Finale de la 3ème édition du concours de jeunes chorégraphes de Ballet à Biarritz
Organisé par le Ballet de l’Opéra National de Bordeaux et le CCN Malandain Ballet Biarritz dans le cadre du Pôle de Coopération Chorégraphique du Grand Sud-ouest, avec le CCN-Ballet de l’Opéra national du Rhin, le Concours de jeunes chorégraphes de Ballet exerce une forte attractivité auprès de nombreux talents européens.
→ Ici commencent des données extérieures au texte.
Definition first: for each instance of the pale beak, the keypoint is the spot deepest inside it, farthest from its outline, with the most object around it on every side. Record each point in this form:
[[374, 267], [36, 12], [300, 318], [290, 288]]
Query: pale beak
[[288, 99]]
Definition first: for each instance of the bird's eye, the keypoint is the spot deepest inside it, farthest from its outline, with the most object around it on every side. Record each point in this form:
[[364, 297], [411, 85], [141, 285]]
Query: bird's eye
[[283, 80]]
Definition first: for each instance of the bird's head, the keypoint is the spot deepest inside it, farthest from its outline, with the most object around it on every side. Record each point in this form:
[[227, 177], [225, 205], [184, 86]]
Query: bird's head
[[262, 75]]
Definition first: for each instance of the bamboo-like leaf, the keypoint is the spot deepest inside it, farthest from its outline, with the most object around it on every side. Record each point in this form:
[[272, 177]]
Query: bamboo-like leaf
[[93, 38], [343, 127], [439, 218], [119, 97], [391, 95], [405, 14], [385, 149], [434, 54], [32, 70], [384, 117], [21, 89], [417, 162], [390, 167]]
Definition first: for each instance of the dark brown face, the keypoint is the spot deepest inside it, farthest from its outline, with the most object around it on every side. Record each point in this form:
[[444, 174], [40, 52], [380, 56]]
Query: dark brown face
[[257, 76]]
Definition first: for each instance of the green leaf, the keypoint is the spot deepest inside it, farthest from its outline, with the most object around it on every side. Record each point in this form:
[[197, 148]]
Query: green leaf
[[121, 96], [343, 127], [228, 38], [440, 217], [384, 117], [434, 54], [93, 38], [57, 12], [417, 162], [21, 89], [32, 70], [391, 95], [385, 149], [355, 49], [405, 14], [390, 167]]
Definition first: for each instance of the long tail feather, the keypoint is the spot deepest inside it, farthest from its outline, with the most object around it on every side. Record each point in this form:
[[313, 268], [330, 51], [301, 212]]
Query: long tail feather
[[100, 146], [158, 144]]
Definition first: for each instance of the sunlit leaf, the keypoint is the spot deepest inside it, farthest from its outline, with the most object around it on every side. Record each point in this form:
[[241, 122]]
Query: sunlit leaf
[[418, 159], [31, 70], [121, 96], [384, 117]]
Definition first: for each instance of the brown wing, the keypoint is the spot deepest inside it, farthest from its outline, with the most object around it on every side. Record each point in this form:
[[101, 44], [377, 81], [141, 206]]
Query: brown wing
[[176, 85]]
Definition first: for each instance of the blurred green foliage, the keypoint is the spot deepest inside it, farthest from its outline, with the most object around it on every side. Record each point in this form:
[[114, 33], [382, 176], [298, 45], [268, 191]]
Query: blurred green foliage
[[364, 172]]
Il connait un développement important confirmant sa pertinence ainsi que l’existence d’un vivier prometteur de jeunes chorégraphes revendiquant un attachement au Ballet, en France, en Europe et à l’international.
En l’espace de seulement trois éditions et malgré des critères de sélection assez élevés, le nombre de candidatures a considérablement augmenté : 32 candidats en 2016, 40 en 2018 et 66 en 2022. Les profils des 14 femmes et des 52 hommes ayant postulé présentent une diversité importante soit 27 nationalités, la plupart européenne, dont 14 français.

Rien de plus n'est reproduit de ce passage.